その根拠は、近い将来に宇宙食の輸送は今とは別の形になるので、輸送の問題により缶の形状がネックとなって宇宙食にできなかった若狭水産高校のサバ缶も、認められる可能性があるということだった。

木島は小浜に来た理由を、宇宙キャラメルを作った生徒たちに会いたかったからだと明かし、自身の過去を語る。

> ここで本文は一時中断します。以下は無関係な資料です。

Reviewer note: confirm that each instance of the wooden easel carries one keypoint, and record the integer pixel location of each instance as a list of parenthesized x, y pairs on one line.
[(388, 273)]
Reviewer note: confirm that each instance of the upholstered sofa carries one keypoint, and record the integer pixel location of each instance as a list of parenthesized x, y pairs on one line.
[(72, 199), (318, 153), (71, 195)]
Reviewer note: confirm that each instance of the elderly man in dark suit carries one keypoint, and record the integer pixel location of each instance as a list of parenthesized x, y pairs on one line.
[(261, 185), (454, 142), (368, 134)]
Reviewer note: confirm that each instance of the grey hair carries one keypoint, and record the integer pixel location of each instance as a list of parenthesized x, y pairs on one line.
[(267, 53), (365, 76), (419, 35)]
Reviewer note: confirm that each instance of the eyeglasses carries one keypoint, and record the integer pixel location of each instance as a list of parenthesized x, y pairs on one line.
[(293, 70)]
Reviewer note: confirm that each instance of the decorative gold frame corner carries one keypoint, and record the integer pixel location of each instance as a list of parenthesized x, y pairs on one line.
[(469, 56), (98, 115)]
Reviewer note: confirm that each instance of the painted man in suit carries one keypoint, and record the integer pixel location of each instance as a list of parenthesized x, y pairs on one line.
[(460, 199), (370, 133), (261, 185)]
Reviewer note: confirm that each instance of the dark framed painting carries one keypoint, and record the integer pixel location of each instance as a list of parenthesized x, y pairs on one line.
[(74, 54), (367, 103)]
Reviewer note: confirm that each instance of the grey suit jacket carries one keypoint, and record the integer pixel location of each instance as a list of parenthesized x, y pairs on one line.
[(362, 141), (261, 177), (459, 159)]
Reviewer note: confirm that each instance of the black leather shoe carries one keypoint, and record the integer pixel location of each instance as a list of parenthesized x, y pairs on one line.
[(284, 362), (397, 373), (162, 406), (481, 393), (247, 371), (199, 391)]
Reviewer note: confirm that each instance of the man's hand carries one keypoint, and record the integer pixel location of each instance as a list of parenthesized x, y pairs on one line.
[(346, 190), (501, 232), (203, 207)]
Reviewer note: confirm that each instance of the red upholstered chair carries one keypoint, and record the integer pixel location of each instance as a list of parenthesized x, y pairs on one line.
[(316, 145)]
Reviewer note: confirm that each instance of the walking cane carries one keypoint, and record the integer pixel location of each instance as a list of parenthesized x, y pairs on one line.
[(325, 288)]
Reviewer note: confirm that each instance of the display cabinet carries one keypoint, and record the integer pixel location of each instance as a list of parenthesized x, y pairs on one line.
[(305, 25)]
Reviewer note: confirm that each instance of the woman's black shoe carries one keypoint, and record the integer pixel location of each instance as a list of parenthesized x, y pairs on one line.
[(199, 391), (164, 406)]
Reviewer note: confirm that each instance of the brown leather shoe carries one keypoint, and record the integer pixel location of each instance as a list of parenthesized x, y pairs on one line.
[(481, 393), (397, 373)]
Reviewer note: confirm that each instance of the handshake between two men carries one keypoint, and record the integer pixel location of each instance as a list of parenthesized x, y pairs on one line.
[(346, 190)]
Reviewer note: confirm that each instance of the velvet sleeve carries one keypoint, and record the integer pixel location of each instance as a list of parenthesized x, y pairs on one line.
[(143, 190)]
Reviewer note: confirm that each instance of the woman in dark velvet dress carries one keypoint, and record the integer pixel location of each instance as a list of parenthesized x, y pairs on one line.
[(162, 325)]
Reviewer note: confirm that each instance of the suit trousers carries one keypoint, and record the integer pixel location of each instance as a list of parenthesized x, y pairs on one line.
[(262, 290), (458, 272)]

木島の家は豆腐店を営んでいたが、木島が高校生のときに阪神淡路大震災で店が倒壊。それでも木島の父は、がれきの横で湯豆腐を作って被災者に配っていた。

炊き出しに並んでいた人たちは「ありがとう」と言ってみんな笑顔に。木島は宇宙キャラメルを食べたときに、そのことを思い出した。

「生きることは、楽しみを配ること」という木島の言葉に、共感する朝野。

その頃、恵たちは新しい宇宙食のアイデアを考えていた。そんな恵たちに朝野は、将来的にサバ缶が宇宙食に認められる可能性があることを伝える。

恵、樹生、実桜は、間近に迫った卒業まで宇宙食開発を続けようと約束した。

帰り道、恵と別れて2人きりになった樹生と実桜。実桜から、恵に告白したのかと尋ねられた樹生は「この関係を続けるのも悪くない」と答える。樹生は、実桜のことを意識し始めたようだった。

ほどなくして恵、樹生、実桜は卒業。朝野は、3人が卒業目前まで宇宙食開発について記録した“黒ノート”を読み返し、次世代の生徒にこのノートが受け継がれていくだろうと思いをはせる。

しかし2011年、大きな悲劇が訪れる――。